Exploring Lisa Herfeldt's Unsettling Sealant-Based Sculptures: In Which Things Appear Animated
Should you be thinking about restroom upgrades, you may want to avoid hiring Lisa Herfeldt for the job.
Certainly, she's an expert in handling foam materials, creating intriguing artworks with a surprising art material. But as you observe her creations, the stronger you realise a certain aspect is a little off.
Those hefty tubes from the foam Herfeldt forms extend beyond display surfaces on which they sit, hanging over the sides to the ground. The knotty tubular forms swell until they split. Certain pieces leave their transparent enclosures completely, turning into a collector of debris and fibers. One could imagine the feedback might not get favorable.
At times I get this sense that items possess life inside an area,” remarks Herfeldt. “That’s why I started using this substance due to its such an organic feel and appearance.”
Indeed there is an element almost visceral regarding Herfeldt’s work, including the suggestive swelling which extends, hernia-like, off its base in the centre of the gallery, to the intestinal coils of foam which split open resembling bodily failures. Along a surface, the artist presents prints depicting the sculptures seen from various perspectives: appearing as wormy parasites seen in scientific samples, or formations on culture plates.
“It interests me is the idea inside human forms taking place that seem to hold their own life,” Herfeldt explains. Elements which remain unseen or control.”
Talking of elements beyond her influence, the poster for the show includes a photograph of the leaky ceiling within her workspace located in Berlin. It was erected decades ago and according to her, was instantly hated among the community because a lot of older edifices were torn down for its development. It was already dilapidated as the artist – originally from Munich but grew up in northern Germany then relocating to Berlin during her teens – moved in.
This deteriorating space was frustrating for her work – placing artworks was difficult the sculptures without concern they might be damaged – however, it was intriguing.

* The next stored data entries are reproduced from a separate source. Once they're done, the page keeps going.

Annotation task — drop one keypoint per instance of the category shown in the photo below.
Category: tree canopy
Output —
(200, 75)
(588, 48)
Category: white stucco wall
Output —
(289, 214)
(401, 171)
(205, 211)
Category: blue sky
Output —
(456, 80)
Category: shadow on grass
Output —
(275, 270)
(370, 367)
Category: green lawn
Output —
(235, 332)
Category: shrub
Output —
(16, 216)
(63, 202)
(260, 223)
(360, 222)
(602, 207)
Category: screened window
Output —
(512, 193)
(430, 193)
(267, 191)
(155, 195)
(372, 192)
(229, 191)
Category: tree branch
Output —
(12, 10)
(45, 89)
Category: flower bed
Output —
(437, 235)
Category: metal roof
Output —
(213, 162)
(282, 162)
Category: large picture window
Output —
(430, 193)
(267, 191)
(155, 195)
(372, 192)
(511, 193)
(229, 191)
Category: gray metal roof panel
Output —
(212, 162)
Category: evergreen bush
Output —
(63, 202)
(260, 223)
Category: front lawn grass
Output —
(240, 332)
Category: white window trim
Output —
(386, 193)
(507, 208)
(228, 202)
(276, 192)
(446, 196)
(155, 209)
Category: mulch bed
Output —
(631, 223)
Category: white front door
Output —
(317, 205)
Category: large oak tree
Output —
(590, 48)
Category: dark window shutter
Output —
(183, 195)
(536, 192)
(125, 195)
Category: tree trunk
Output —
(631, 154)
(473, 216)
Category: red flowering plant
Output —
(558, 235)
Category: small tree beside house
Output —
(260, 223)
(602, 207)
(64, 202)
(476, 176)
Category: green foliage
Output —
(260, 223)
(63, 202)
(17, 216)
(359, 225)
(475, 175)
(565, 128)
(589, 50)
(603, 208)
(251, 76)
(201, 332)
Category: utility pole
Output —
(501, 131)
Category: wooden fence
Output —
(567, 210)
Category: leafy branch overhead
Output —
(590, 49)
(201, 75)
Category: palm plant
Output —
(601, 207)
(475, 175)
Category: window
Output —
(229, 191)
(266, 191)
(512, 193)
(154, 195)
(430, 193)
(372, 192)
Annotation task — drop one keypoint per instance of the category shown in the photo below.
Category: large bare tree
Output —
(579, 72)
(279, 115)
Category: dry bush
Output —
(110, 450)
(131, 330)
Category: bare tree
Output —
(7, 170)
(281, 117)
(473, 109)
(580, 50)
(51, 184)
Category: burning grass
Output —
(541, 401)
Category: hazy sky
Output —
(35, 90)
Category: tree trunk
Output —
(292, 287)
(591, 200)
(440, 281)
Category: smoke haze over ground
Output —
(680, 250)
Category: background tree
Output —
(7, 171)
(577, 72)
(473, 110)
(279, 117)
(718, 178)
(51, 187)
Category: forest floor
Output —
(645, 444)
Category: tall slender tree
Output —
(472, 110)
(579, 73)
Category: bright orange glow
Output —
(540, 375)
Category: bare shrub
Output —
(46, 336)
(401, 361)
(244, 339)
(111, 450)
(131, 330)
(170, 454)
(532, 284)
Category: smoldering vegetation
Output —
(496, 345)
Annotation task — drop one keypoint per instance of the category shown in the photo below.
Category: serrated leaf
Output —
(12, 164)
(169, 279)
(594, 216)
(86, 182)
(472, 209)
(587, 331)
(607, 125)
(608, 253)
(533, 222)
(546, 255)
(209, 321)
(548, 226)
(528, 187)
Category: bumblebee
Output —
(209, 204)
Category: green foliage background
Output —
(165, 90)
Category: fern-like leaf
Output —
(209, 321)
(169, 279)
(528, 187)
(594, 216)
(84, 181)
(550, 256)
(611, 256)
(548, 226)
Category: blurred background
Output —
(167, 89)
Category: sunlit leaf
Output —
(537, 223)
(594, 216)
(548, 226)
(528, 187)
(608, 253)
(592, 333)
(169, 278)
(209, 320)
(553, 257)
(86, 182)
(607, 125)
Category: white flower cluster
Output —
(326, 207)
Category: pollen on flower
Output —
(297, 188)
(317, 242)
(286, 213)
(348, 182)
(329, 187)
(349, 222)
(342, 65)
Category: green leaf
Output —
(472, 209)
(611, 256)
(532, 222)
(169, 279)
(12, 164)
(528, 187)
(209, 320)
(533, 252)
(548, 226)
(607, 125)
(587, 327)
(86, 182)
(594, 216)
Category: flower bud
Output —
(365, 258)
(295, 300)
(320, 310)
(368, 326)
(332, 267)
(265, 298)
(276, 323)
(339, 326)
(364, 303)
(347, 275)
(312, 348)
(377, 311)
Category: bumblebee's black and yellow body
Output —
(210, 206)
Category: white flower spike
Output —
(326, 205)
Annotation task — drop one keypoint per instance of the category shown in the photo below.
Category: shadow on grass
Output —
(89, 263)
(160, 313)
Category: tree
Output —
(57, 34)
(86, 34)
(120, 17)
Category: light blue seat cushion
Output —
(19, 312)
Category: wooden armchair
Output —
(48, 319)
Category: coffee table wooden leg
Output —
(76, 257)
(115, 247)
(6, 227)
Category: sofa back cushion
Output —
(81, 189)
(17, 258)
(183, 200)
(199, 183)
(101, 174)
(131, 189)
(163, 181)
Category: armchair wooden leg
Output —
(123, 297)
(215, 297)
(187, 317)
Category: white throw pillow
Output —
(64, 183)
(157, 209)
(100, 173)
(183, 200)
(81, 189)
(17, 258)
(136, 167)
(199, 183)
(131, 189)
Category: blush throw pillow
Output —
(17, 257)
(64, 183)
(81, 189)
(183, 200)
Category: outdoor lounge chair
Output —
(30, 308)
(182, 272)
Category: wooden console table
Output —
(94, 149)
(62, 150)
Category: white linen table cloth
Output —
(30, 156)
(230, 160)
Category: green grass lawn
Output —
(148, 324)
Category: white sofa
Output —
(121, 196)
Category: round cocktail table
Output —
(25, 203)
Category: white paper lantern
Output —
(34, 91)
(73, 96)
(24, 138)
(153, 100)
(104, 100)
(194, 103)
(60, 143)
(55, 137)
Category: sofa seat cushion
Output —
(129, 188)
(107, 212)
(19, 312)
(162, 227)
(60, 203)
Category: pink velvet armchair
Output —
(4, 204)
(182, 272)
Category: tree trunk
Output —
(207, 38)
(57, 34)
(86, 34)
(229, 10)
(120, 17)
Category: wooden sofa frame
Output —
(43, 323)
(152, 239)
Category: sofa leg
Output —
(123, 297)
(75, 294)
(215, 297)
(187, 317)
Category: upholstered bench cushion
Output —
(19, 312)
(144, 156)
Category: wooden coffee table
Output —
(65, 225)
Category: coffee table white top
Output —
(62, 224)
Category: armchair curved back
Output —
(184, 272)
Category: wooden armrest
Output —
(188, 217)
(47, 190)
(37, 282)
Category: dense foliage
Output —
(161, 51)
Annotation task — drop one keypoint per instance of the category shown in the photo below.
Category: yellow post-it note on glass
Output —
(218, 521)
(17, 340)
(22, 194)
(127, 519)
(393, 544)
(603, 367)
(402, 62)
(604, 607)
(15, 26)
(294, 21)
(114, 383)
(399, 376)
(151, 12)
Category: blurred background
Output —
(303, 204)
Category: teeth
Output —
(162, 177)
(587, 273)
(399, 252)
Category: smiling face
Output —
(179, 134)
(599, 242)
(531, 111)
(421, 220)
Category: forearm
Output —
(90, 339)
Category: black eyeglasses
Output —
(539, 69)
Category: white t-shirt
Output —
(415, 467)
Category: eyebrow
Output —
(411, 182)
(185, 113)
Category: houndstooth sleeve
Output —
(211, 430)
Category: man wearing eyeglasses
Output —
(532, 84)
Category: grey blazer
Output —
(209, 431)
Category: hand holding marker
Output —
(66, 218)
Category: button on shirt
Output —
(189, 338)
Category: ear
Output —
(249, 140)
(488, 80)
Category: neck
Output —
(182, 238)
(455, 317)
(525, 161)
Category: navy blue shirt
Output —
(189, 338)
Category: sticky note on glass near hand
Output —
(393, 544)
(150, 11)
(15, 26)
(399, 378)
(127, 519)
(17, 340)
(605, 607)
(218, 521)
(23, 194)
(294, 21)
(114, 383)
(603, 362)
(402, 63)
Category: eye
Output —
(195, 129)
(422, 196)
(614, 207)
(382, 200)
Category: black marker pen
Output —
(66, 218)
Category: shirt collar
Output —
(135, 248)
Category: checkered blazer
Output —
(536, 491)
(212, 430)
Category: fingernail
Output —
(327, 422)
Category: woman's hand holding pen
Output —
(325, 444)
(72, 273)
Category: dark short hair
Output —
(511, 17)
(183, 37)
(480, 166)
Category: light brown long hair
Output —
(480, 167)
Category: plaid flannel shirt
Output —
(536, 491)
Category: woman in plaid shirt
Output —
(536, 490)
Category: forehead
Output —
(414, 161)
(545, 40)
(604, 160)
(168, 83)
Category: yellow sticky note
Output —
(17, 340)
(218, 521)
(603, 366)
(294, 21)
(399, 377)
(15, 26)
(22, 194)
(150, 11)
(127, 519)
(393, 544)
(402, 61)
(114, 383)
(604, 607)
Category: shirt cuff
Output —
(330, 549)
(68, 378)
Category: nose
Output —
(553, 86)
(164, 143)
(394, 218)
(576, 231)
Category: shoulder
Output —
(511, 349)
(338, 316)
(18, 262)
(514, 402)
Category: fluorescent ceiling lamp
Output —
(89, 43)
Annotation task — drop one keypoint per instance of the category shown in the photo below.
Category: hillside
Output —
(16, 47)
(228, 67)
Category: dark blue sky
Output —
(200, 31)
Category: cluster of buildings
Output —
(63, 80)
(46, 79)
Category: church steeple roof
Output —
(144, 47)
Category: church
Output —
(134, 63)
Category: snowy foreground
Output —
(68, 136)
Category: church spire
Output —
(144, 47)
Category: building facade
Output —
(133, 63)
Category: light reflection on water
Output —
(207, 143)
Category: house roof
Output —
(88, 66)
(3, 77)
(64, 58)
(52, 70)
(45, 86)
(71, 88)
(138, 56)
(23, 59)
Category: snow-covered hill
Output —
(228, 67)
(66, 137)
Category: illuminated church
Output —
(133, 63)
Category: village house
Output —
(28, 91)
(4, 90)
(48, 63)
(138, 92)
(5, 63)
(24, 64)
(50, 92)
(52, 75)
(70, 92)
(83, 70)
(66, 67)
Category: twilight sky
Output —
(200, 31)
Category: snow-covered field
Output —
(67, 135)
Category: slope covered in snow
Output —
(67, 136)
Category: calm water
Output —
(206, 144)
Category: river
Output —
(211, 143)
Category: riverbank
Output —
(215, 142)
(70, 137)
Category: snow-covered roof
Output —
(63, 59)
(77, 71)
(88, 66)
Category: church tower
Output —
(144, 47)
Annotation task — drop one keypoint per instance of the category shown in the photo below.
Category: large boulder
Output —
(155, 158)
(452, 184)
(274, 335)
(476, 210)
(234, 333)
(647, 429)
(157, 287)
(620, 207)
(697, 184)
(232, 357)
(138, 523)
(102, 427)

With no building plans accessible, it was unclear how to repair the malfunctions that arose. After a part of the roof in Herfeldt’s studio got thoroughly soaked it fell apart fully, the sole fix meant swapping it with another – and so the cycle continued.
At another site, she describes dripping was extreme so multiple shower basins got placed in the suspended ceiling to channel the water to a different sink.
It dawned on me that the structure acted as a physical form, a totally dysfunctional body,” the artist comments.
The situation reminded her of Dark Star, the initial work 1974 film concerning a conscious ship which becomes autonomous. As the exhibition's title suggests through the heading – a trio of references – other cinematic works influenced to have influenced Herfeldt’s show. Those labels indicate the female protagonists in the slasher film, Halloween and Alien respectively. She mentions a critical analysis written by Carol J Clover, outlining these surviving characters a distinctive cinematic theme – protagonists by themselves to triumph.
These figures are somewhat masculine, on the silent side and they endure because she’s quite clever,” she elaborates of the archetypal final girl. “They don’t take drugs or engage intimately. It is irrelevant the audience's identity, all empathize with the final girl.”
Herfeldt sees a similarity between these characters to her artworks – things that are just about staying put despite the pressures they face. So is her work focused on societal collapse rather than simply leaky ceilings? Similar to various systems, substances like silicone that should seal and protect us from damage are actually slowly eroding around us.
“Completely,” says Herfeldt.
Before finding inspiration using foam materials, she experimented with different unconventional substances. Past displays included organic-looking pieces made from fabric similar to typical for on a sleeping bag or in coats. Again there is the sense such unusual creations might animate – some are concertinaed as insects in motion, others lollop down from walls or extend through entries collecting debris from touch (She prompts audiences to interact and dirty her art). Like the silicone sculptures, these nylon creations also occupy – and escaping from – inexpensive-seeming display enclosures. The pieces are deliberately unappealing, and that's the essence.
“They have a certain aesthetic which makes one compelled by, yet simultaneously being quite repulsive,” Herfeldt remarks amusedly. “It tries to be absent, but it’s actually extremely obvious.”
Herfeldt is not making art to provide ease or beauty. Conversely, her intention is to evoke unease, odd, perhaps entertained. And if there's water droplets on your head additionally, remember you haven’t been warned.